Oggi puntata crossover di Open Var dopo andiamo a scoprire la carriera di un arbitro a raggi X dalle giovanili alla A.
Spesso si parla delle difficoltà che un calciatore deve superare per arrivare al top, ma in realtà il percorso di un arbitro è ben peggiore.
Oggi andiamo a scoprire ai raggi X come può un ragazzo arrivare ad arbitrare in Serie A e tutte le difficoltà che intercorrono per raggiungere questo ( difficile) obiettivo.
Ai raggi X non si sottoporrà solo la carriera dell’arbitro, ma anche dall’ambiente in cui deve arbitrare soprattutto nei primi anni.
Open Var, l’arbitraggio a raggi X
Un ragazzo, normalmente approccia al corso per diventare arbitri per due motivi: vede il manifesto che pubblicizza il corso con tutti i benefici che questo da ( partite gratis allo stadio, rimborso spese,ecc…) o perché un amico che legge questo manifesto glielo consiglia.
Dopo aver assistito al corso, si dovrà sottoporre ad un esame riguardante le regole del regolamento del Giuoco del Calcio e solo dopo avrà la divisa, con fischietto e taccuino pronto per arbitrare.
Il primo match
L’attesa è tanta fino a quando non arriva oggi una mail o in passato una lettera con scritto: “nome e cognome” è stato designato per la gara fra “Tizio e Caio” il giorno tot alle ore tot.
Ed è qui che il cuore inizia a battere forte e non si aspetta altro che la partita.
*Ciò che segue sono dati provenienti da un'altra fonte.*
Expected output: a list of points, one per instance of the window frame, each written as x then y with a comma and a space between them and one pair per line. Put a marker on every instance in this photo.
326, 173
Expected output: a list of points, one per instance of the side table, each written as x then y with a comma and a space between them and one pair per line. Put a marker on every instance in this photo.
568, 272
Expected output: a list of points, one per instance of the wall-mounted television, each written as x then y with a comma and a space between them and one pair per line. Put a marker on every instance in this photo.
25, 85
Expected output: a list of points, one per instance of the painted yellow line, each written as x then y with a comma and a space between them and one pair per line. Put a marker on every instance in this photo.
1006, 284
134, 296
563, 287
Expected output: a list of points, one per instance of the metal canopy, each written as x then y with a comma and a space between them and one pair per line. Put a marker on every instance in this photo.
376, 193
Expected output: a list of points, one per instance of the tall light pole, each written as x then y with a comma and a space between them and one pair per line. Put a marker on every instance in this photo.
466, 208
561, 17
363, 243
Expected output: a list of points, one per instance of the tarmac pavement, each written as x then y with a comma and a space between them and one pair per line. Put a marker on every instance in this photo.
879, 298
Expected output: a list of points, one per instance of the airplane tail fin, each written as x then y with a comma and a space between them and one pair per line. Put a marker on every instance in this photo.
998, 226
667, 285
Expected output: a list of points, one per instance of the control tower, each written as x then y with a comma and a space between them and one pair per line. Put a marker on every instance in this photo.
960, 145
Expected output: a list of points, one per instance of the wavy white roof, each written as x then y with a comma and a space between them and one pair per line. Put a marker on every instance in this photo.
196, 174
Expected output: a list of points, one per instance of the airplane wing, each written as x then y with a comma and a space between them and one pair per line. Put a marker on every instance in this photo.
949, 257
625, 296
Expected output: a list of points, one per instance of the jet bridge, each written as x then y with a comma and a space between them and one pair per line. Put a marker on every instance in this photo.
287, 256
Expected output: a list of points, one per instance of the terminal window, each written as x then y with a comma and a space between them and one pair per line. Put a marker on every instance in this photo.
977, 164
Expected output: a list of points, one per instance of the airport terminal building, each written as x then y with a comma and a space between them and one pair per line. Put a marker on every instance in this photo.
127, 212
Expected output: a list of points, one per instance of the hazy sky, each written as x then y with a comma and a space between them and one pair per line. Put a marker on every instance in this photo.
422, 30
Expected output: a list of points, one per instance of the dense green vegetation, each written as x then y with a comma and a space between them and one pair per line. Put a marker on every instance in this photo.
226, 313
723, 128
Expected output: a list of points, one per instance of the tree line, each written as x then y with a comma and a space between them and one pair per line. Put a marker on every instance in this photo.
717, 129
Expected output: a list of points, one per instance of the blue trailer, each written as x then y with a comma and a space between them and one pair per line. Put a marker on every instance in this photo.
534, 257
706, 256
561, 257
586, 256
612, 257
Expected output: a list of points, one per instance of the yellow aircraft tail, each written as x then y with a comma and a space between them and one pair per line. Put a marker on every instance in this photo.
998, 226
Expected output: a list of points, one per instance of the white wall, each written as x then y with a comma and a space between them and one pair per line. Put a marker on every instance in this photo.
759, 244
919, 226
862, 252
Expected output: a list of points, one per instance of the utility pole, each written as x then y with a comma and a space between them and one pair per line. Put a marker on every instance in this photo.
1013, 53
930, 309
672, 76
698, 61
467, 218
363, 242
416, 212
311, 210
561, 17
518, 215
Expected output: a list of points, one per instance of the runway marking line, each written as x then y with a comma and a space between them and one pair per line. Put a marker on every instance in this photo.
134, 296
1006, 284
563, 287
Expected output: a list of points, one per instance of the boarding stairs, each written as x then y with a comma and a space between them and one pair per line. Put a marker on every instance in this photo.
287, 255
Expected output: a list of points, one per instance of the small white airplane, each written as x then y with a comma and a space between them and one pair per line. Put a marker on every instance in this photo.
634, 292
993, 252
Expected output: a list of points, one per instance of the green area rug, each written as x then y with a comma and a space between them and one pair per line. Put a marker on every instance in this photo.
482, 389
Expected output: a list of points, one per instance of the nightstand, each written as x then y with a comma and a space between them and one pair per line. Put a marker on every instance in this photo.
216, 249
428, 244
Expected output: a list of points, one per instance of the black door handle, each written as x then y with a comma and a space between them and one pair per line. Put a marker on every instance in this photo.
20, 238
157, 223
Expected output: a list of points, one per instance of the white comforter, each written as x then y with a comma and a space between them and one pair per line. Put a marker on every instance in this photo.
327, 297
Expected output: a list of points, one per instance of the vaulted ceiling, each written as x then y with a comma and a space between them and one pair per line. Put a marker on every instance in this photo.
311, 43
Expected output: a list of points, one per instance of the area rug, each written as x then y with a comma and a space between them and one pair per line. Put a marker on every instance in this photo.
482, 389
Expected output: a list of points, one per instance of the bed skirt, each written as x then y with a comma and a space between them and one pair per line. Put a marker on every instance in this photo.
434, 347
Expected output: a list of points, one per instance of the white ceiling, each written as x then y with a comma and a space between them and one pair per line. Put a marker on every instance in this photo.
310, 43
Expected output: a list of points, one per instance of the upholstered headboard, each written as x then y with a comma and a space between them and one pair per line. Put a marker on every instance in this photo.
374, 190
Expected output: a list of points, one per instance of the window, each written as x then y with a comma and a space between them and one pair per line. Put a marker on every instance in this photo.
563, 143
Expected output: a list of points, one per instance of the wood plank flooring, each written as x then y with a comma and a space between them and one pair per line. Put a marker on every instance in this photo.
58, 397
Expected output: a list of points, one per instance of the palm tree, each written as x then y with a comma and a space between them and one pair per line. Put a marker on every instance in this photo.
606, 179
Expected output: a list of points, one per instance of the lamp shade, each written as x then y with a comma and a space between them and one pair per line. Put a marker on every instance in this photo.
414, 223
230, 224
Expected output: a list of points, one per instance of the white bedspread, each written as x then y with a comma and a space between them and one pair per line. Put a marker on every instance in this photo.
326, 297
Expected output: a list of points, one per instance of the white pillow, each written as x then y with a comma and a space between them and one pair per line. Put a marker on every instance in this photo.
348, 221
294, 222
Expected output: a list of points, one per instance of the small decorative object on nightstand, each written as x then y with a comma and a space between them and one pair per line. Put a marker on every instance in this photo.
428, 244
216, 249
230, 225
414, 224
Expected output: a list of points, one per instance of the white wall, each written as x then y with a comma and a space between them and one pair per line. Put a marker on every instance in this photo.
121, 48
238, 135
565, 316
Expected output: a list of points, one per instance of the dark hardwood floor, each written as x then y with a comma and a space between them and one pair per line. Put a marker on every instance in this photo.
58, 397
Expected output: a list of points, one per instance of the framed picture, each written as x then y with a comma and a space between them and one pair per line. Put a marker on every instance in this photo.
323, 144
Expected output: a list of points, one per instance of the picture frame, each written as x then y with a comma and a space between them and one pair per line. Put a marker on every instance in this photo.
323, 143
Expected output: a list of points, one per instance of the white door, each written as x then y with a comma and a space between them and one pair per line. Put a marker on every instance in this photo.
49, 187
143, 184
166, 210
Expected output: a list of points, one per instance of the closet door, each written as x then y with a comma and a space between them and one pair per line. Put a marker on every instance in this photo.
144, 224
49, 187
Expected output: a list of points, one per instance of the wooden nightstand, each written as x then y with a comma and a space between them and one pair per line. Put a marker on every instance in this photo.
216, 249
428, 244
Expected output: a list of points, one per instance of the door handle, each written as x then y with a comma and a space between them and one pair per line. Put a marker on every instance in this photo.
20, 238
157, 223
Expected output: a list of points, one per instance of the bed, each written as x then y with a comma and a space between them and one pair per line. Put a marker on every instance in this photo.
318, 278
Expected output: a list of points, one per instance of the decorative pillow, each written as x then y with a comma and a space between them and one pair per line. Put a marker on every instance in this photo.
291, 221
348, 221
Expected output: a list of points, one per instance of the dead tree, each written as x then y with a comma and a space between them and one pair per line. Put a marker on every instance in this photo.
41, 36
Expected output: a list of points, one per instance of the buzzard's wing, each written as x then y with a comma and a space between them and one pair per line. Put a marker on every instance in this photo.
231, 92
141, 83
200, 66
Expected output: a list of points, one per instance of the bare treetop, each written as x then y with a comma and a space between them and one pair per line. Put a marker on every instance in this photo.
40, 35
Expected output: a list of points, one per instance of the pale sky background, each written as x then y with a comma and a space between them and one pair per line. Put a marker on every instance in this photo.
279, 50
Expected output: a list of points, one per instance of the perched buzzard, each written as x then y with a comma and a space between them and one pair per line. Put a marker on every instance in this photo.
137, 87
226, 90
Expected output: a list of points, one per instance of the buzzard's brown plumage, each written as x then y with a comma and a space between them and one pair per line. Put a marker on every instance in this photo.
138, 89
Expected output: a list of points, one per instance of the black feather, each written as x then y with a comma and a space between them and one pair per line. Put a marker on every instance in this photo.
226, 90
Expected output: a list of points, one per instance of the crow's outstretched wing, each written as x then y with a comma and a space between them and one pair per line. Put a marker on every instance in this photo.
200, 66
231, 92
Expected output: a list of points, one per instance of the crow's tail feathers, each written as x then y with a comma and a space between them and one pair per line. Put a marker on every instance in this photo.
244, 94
La prima partita avrai un tutor che ti spiega tutte le procedure pre partita, ma poi in campo scendi da solo, senza assistenti( ci sono ma sono di parte), senza quarto uomo, senza Var( ovviamente); da solo contro tutti.
E quindi darai il calcio d’inizio ma per i primi attimi di partita non fischierai assolutamente nulla perché la pressione che senti è talmente alta da non farti percepire la partita.
Ma poi inizi a scioglierti, a fischiare qualche fallo, ad ammonire i primi giocatori, a fischiare calcio di rigore; poi fischi la fine e tutti ( nella maggior parte dei casi) una volta finita la partita vengono a scambiare i complimenti con l’arbitro, vai negli spogliatoi, ti guardi allo specchio e pensi “è andata”.
Da quel momento in poi, sembrerà strano, ma tutto è in discesa. La strada per arrivare in alto è lunga e tortuosa ma con i suddetti requisiti non è affatto impossibile: preparazione atletica, conoscenza calcistica, conoscenza ai raggi X del regolamento AIA, personalità ( fondamentale) e rigore nelle decisioni.
L’ascesa alla Can
Così inizierai a scalare le categorie ma a differenza dei “colleghi” calciatori dovrai anche lavorare e l’arbitraggio sarà solo un hobby anche in Serie C, solo alla Can l’arbitro è un mestiere.
E così da solo in campo nei campi di periferia, passerai ad essere coadiuvato da due assistenti( che rappresenta la svolta più grande perché non devi più prestare attenzione al fuorigioco e puoi dedicarti solo alla palla) in prima Categoria, poi andrai in eccellenza e saluterai la tua sezione per arrivare al Cra( Comitato regionale arbitrale).
Continui in promozione, eccellenza e poi il magico salto alla Can, Can D in questo caso che è unica a livello nazionale; inizierai a fare raduni nazionali con le più illustri personalità dell’aia e se vuoi spiccare il volo questo è il momento di farti notare dagli osservatori.
Poi il passaggio dalla Can D, alla Can C è possibile anche senza talento, invece per l’approdo alla Can devi essere nato per quello ma da lì in poi è un sogno che si realizza e ovviamente avrai il quarto uomo, assistenti, Var e tutti gli strumenti necessari per lavorare al meglio.
In conclusione, quelli che vediamo in A sono solo l’eccellenza degli arbitri, ma il vero arbitraggio si fa in periferia per la passione di stare in campo, si fa rapportandoci con la sezione, con il comitato regionale, a questi livelli l’AIA è una vera e propria seconda famiglia.